Fins Malpica conduce un vehículo sin identificación oficial por la carretera de la costa. Viaja acompañado por el teniente coronel Humberto Alisal, de la Guardia Civil, recién llegado de Madrid, que viste de paisano. Van en dirección al cuartel de Brétema. Se trata de una visita de inspección, sin previo aviso.

– ¿De dónde es usted, inspector?

– He nacido aquí, señor. Muy cerca. Una aldea de pescadores de Brétema. A de Meus.

– ¿Y sus padres viven aquí?

– Mi padre murió hace tiempo. En el mar…

– Lo siento.

– Le explotó un cartucho de dinamita en las manos.

Cuando daba este dato, y procuraba hacerlo cuanto antes, Fins sabía que se produciría un momento infinito, el que va entre el tic y el tac del reloj. El escape.

«¡Vaya!»

Caía un fino orvallo. Fins dejó que el limpiaparabrisas hiciese dos o tres paréntesis. Luego amplió la información: «Mi madre vive. Tiene problemas de memoria. Mejor dicho, de olvido».

«El Alzheimer es terrible -dijo el teniente coronel Alisal-. Mi madre también lo sufrió. ¡Me confundía con el hombre del tiempo! Lanzaba besos con la mano cuando salía el hombre del tiempo en la televisión…». Hizo el ademán contenido de quien lanza un beso desde la palma de la mano. «No sé de dónde le vendría la asociación.»

«Tal vez entre el puntero y la vara de mando», sugirió Fins.

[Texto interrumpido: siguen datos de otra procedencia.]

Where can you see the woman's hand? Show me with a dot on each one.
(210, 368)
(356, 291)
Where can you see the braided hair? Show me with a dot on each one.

Humberto Alisal se rió y negó: «No, a mí nunca me vio con vara de mando».

 

Malpica iba a comentar algo sobre el lenguaje corporal, pero ya se estaban acercando a su destino. Redujo la velocidad. El limpia resbalaba con pereza. Desde el aparcamiento donde se detuvieron, se podía oír el hoy manso balanceo del mar, cubierto por las ráfagas del agua vagabunda.

En el aparcamiento, situado frente al cuartel de la Guardia Civil, había una mayoría de vehículos nuevos de alta gama. Al ser una zona de aparcamiento restringido, hacía que destacase todavía más el agrupamiento de coches de lujo. Y el contraste entre el que acababa de aparcar, el Citroën Diane de Fins Malpica, y el resto de los coches era semejante al de una gamela en un pantalán de yates.

Una vez fuera del vehículo, seguido de Fins, el teniente coronel Humberto Alisal parecía pasar revista a las impresionantes berlinas. La suya era una inspección silenciosa que no disimulaba el malestar. El andar lento, el examen minucioso de los detalles en los bajos de los coches, empezando por el número de las matrículas, que indicaba el estreno reciente.

– ¡Esto es una vergüenza!



Malpica se había llevado una gran sorpresa cuando el comisario Carro lo llamó al despacho para informarlo de la visita de Alisal y de su interés en que lo acompañase. Desde que, investigando otro hilo, se encontró con las «truchas en la leche», él había estado en contacto con el comandante Freiré, de la Guardia Civil. Uno de esos tipos en los que confiar, con el que iría al corazón de la oscuridad. Freiré estuvo en el lugar, de incógnito. Y fue él quien transmitió la información a sus superiores.

– Me dolió mucho descubrir la verdad, señor. Al principio, intenté mirar para otro lado, pero no dejaban de aparecer truchas en la leche. Luego hablé con el comandante Freiré. Vino aquí de incógnito. Vio lo que había.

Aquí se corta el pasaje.